À quelques variantes près, les chefs d’État (et leurs épouses) de la génération post­indépendance n’ont pas grand-chose à envier à leurs aînés. Le Sud-Africain Jacob Zuma n’ignore rien des talismans zoulous, et l’Ivoirien Laurent Gbagbo, qui a toujours refusé de pénétrer dans la chambre de la résidence présidentielle de Cocody, où dormait Houphouët-Boigny (contrairement à sa femme Simone, qui, elle, « a eu ce courage », nous confia-t-il un jour), craignait les sorciers baoulés tout en vouant une confiance totale à des pasteurs sulfureux. Tel ne sort jamais sans être accompagné de sa mallette magique, tel autre cache ses féticheurs dans une salle adjacente du Palais des congrès où il doit prononcer une allocution, un troisième s’enduit les mains d’un baume protecteur avant chaque audience afin d’assurer sa domination sur son interlocuteur, un quatrième a dans sa salle de bains privée une impressionnante collection de fioles au contenu étrange. Tous ou presque, y compris ceux qui, profilés Bretton Woods, affectent de dédaigner ces « superstitions » politiquement incorrectes, consultent des spécialistes de l’art avant chaque nouveau gouvernement, chaque grande décision politique et chaque déplacement un tant soit peu à risques. Ces conseillers occultes et marginaux constituent collectivement une sorte de Premier ministre fantôme. Ils sont en général craints et détestés par les collaborateurs du chef, qui ont évidemment recours au même type de pratiques pour conserver poste et influence.

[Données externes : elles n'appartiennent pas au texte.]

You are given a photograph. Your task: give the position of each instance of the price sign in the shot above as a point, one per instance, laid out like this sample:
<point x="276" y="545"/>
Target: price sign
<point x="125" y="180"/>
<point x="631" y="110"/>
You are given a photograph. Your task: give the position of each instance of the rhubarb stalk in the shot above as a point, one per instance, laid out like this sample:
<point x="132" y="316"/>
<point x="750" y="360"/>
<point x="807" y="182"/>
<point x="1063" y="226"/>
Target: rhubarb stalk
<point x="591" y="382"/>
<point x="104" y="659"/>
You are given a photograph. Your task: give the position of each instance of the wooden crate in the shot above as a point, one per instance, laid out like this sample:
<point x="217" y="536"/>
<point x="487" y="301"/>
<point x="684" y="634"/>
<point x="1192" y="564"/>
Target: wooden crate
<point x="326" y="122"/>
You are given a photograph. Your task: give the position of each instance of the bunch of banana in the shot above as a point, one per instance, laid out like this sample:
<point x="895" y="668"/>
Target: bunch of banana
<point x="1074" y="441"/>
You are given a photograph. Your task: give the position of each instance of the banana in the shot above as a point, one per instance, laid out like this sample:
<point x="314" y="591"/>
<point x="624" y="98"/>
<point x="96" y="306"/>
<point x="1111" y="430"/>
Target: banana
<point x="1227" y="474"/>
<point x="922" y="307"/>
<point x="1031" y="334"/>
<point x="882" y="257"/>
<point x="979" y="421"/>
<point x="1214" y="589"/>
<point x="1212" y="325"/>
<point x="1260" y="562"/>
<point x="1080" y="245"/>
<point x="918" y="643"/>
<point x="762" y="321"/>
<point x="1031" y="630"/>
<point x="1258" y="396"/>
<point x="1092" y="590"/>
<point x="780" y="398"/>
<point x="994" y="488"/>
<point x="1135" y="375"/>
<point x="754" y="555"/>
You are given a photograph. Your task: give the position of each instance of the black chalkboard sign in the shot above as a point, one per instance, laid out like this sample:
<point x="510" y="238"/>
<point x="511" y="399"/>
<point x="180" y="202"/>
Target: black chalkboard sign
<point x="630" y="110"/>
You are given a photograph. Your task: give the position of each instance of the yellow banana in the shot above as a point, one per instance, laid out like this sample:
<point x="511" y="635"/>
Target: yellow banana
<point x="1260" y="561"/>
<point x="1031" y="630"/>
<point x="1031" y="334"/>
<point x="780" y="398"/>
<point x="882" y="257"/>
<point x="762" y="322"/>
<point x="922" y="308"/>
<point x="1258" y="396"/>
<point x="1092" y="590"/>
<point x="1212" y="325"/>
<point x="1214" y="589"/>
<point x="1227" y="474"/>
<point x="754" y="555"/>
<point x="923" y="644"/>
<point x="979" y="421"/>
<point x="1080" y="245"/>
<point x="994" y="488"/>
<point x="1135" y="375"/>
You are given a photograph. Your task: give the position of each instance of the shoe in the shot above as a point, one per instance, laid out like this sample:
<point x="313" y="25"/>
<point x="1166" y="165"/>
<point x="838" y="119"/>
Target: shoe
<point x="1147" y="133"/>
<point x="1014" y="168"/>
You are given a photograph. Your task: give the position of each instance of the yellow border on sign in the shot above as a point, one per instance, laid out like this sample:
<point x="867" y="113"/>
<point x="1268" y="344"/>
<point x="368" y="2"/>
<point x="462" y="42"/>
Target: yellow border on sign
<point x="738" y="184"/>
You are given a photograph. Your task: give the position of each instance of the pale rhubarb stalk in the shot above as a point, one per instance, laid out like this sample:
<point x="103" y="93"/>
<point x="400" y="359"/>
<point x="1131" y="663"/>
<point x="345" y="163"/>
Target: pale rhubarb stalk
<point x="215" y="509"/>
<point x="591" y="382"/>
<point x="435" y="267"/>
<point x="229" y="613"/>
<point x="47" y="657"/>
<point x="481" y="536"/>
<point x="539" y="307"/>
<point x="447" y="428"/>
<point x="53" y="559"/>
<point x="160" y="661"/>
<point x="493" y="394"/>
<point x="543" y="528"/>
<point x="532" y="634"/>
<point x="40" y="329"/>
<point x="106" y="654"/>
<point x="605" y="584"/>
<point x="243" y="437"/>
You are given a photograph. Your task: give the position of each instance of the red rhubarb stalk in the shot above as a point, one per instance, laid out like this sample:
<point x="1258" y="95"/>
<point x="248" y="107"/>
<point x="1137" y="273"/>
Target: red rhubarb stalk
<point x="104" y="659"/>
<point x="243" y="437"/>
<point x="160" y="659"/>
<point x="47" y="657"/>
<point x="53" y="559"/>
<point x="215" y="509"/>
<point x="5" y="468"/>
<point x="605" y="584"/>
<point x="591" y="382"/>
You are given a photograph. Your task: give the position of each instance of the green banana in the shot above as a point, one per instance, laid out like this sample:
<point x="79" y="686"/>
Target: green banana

Pourquoi une telle résilience de l’invisible dans un monde censé devenir de plus en plus visible ? En ouvrant l’arène d’une compétition féroce entre politiciens ambitieux, les démocratisations africaines et l’irruption du multipartisme ont démultiplié le marché de la sorcellerie. L’ouverture politique a inauguré une ère d’incertitudes et de vicissitudes propice aux forces occultes et aux professionnels du genre, qui rivalisent entre eux sur fond de bonnes affaires à saisir. Le meilleur « médicament » appartenant à celui qui paie le mieux, les pouvoirs en place sont réputés disposer des meilleurs sorciers, ce qui n’empêche nullement les opposants – particulièrement en Afrique centrale – d’en recruter aussi au sein de leur village et de leur ethnie.

Népotisme

Même si les pouvoirs ne s’exercent plus à huis clos comme autrefois, nourrissant les rumeurs récurrentes de sabbats nocturnes, le côté imprévisible, abrupt, parfois illogique et souvent subjectif des décisions au sommet de l’État – comme ces remaniements ministériels annoncés aux concernés par un communiqué radiotélévisé – fait que le recours à l’occultisme est bien souvent le seul moyen de les expliquer, le seul moyen aussi d’influer sur des mécanismes opaques et insaisissables. Idem pour la course à l’enrichissement dans des pays en pleine croissance : faute d’état de droit en effet, les critères qui président à l’obtention des marchés ou à la régulation de la concurrence sont loin d’être respectés et obéissent à des impératifs aussi peu objectifs que le tribalisme, le népotisme ou la jalousie.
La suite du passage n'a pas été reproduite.